The original colony was large enough to provide a couple of weeks of these nightly swarmers. It isn’t true that the more termite swarms one experiences, the less horrifying they become. Every morning P. vacuumed up the mounds of wings left on the windowsills and floor in the study and study bathroom, while I stood in the doorway and made disgusted noises and pictured the house eventually crumbling beneath our feet, its foundation a Swiss cheese of termite city.
When the fumigators finally arrived, our landlord put us up in her tastefully decorated and well-maintained Victorian B&B. It looked like a version of every B&B I have ever seen on TV. There was the grand, curving staircase with framed ghostly black and white photos of the original owners. There were thin, wobbly side tables adorned with fine china figurines, clocks, commemorative plates, framed watercolors. There was floral and paisley, red velvet, black and white tiles, detailed relief work on the door frames and skirting, intricately patterned rugs, stained-glass windows. Tchaikovsky’s first piano concerto was blasting on repeat. The bed was four feet off the ground, so it had to be climbed into.

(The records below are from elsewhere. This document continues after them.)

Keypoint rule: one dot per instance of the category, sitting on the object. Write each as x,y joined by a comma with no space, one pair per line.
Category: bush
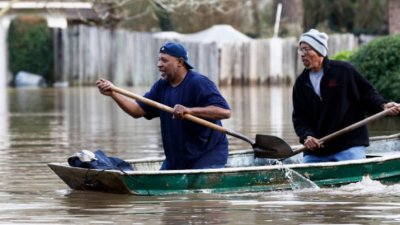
379,62
30,47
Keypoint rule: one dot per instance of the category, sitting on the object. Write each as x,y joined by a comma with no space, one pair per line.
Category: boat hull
243,173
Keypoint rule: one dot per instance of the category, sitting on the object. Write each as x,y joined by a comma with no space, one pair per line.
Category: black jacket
345,99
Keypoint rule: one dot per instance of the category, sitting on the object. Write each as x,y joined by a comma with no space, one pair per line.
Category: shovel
265,146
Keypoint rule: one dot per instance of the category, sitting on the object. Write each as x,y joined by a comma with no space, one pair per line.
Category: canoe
243,173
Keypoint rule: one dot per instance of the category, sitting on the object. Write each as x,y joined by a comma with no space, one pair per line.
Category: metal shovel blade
272,147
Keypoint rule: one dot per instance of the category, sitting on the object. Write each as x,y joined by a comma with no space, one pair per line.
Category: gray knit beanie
317,40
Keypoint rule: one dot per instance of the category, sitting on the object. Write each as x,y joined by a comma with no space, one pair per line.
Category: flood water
38,126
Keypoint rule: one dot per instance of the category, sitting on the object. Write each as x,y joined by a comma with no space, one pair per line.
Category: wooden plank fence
83,54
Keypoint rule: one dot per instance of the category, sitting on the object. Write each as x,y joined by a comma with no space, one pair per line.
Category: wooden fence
83,54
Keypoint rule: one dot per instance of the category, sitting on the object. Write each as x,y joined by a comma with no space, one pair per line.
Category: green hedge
30,47
379,62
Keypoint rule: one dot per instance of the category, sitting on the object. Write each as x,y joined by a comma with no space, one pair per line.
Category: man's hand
180,111
312,143
393,107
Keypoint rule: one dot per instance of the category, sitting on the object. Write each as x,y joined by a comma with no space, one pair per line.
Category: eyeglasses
304,50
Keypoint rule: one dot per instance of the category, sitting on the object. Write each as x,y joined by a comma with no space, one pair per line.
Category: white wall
4,22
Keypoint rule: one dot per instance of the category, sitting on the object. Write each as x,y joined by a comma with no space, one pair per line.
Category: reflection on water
39,126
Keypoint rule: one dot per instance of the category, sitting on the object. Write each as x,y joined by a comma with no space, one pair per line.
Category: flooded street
39,126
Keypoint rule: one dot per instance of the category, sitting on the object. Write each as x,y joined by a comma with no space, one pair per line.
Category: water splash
296,180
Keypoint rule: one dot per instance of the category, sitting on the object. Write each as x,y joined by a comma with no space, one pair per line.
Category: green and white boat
243,173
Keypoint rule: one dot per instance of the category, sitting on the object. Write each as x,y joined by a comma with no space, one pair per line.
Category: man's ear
181,62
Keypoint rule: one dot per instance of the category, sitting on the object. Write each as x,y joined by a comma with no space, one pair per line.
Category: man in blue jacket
187,145
328,96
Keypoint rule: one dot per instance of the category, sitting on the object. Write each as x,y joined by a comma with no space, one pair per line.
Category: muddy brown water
38,126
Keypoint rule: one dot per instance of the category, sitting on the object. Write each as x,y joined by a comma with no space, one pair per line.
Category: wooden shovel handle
347,129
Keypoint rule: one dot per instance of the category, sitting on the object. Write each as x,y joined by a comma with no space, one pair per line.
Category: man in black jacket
328,96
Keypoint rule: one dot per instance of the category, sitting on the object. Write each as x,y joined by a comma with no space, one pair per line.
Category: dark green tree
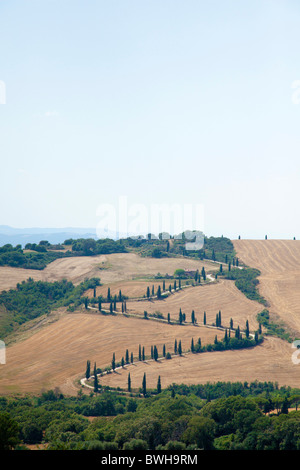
144,385
88,370
9,432
96,383
158,385
129,383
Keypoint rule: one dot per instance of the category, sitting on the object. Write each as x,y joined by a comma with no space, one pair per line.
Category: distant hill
21,236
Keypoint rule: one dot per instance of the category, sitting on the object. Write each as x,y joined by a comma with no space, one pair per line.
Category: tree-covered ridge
32,298
214,248
37,256
247,416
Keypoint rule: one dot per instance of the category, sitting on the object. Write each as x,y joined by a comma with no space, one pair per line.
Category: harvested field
270,361
279,264
210,298
128,288
56,355
110,268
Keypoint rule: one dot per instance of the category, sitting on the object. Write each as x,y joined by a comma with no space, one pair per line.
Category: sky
194,103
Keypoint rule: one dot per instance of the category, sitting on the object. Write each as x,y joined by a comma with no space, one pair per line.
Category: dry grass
110,268
270,361
279,283
56,355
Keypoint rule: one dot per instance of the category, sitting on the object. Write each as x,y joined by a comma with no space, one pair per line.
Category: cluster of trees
17,258
222,416
42,253
246,281
32,298
91,247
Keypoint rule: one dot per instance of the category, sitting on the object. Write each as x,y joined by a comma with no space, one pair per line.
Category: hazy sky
161,101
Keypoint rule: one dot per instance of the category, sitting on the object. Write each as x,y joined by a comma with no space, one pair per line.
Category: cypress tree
88,370
129,383
159,292
180,316
226,336
158,385
247,329
96,384
144,386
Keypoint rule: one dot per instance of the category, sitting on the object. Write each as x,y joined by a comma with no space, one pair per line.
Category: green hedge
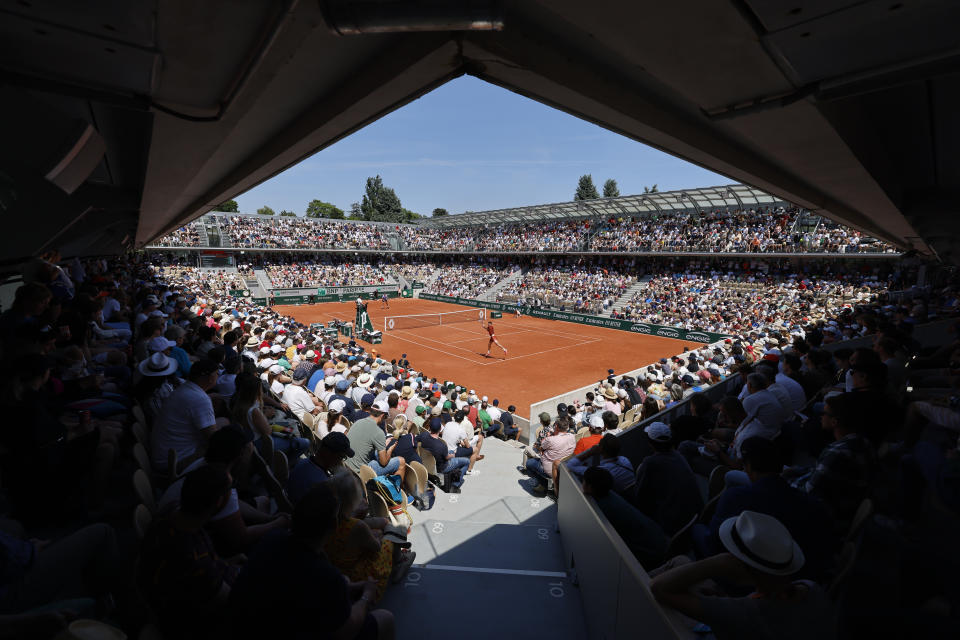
646,328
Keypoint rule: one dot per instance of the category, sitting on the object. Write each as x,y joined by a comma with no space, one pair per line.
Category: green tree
380,203
321,209
610,189
586,190
229,206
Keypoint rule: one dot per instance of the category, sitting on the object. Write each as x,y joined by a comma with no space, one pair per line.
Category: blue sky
472,146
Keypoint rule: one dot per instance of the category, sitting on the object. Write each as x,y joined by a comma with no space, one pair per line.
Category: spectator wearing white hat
300,401
368,440
334,420
760,553
595,424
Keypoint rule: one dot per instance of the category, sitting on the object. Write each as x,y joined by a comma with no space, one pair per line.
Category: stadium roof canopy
124,120
707,198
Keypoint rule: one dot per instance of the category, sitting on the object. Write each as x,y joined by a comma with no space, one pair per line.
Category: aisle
489,562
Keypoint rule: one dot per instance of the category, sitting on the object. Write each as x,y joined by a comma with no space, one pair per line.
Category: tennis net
393,323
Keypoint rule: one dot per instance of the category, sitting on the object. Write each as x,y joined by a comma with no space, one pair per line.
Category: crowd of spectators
732,298
747,230
291,232
190,235
730,231
535,236
831,473
468,280
112,365
576,287
119,364
306,271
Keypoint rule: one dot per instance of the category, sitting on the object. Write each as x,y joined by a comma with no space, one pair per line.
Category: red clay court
546,357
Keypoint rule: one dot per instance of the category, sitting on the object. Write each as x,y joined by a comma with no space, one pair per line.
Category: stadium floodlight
352,18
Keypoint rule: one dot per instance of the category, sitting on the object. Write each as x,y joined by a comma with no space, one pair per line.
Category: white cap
159,344
659,431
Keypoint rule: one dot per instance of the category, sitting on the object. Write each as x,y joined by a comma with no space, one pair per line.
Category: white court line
536,353
396,335
506,572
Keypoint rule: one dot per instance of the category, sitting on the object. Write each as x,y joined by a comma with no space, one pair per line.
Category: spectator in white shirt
186,420
297,398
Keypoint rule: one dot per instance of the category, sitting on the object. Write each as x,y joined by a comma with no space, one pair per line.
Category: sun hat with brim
157,365
762,542
365,380
159,344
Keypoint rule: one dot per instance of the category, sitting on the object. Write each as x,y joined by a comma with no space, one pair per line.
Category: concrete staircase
497,546
491,293
625,297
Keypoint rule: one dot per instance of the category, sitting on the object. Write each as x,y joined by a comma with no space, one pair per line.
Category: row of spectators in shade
234,415
539,236
580,288
833,475
89,345
722,231
726,298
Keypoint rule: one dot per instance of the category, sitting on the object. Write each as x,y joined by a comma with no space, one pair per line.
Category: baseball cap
659,431
302,372
337,443
160,344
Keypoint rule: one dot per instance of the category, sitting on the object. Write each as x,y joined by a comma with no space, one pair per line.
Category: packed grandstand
232,413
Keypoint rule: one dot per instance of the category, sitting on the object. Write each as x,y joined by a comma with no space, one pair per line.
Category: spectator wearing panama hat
612,400
759,552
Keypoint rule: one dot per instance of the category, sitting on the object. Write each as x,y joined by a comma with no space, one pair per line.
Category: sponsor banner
306,291
705,337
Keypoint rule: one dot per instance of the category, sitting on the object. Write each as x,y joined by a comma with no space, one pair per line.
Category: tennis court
546,357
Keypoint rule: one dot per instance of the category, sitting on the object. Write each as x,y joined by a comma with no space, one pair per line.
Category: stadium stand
160,350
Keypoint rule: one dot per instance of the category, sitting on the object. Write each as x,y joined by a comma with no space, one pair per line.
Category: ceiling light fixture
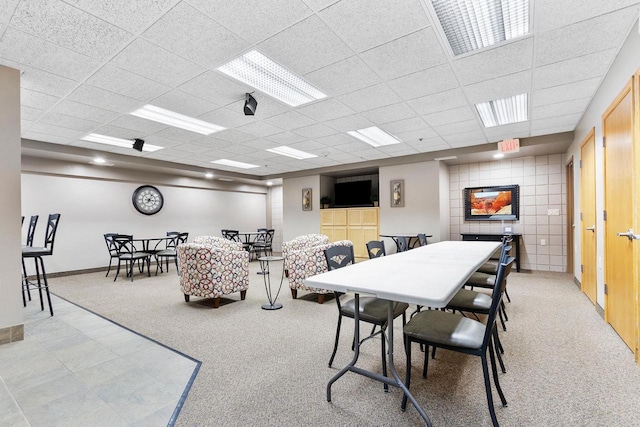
283,150
234,164
171,118
374,136
504,111
260,72
470,24
118,142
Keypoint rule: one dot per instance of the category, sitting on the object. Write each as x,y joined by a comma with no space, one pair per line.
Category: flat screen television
497,203
353,193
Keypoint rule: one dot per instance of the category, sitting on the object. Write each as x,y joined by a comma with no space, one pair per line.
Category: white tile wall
542,183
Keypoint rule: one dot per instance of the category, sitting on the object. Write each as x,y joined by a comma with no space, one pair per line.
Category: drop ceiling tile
500,61
254,20
183,103
83,111
438,102
363,24
560,108
69,122
498,88
155,63
572,70
406,55
343,76
97,97
455,115
370,98
390,113
305,46
38,100
593,35
290,120
354,122
65,25
126,83
37,53
259,129
566,92
426,82
130,15
187,32
325,109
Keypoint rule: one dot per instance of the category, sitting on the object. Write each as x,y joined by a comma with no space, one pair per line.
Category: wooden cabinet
359,225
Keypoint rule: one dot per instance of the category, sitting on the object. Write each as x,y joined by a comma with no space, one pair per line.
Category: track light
250,105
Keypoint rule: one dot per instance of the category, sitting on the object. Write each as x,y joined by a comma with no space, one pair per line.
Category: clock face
147,200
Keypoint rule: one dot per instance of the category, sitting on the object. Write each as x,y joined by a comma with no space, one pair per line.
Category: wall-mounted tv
497,203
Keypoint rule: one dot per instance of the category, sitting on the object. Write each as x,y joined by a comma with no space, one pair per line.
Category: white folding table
428,276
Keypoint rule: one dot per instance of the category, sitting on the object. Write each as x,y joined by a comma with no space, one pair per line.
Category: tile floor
79,369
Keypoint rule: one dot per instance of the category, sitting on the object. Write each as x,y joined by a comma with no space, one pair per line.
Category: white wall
90,208
621,70
296,221
10,301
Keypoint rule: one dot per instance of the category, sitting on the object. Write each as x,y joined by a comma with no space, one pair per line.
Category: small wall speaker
138,144
250,105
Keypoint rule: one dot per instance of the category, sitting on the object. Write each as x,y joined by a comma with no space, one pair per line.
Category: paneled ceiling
86,64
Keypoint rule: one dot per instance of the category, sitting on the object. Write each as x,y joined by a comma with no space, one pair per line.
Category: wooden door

The main feature of the pool was the enormous sign mounted above the spa that listed the “pool rules.” The water was salt, though I didn’t feel extra buoyant. The mosquitoes hovering above the pool were plump. The green Astroturf surrounding the pool was a clean spongy surface to drip-dry on, a lovely green, and better than fire-ant-infested real grass. Wrapped in his towel poncho, I watched our eight-month-old stroke the plastic blades of grass with a single extended finger, utterly mesmerized.
Back in our room, I somehow got the TV stuck on CNN.
Four days later, the fumigation tent that had been erected over our house was gone. The trees and plants that were trapped on the inside of the tent were impressively dead. All that was left were bare branches, a few brown leaves, while the foliage a foot away was perfectly lush. One snake didn’t make it out––it had been poisoned mid-escape, while slithering out from under the house. There were likely more snake corpses under there, too. Though inside, our apartment wasn’t scattered with insect carcasses as I imagined it might be. I am no good with insects––for one, I have a fear of butterflies––but there was an eerie quietness surrounding our house, an emptiness that we––the humans, dogs, and cats, occupying the four apartments––couldn’t fill. I wondered, is this what it would feel like after the apocalypse for those unlucky few emerging from their bunkers?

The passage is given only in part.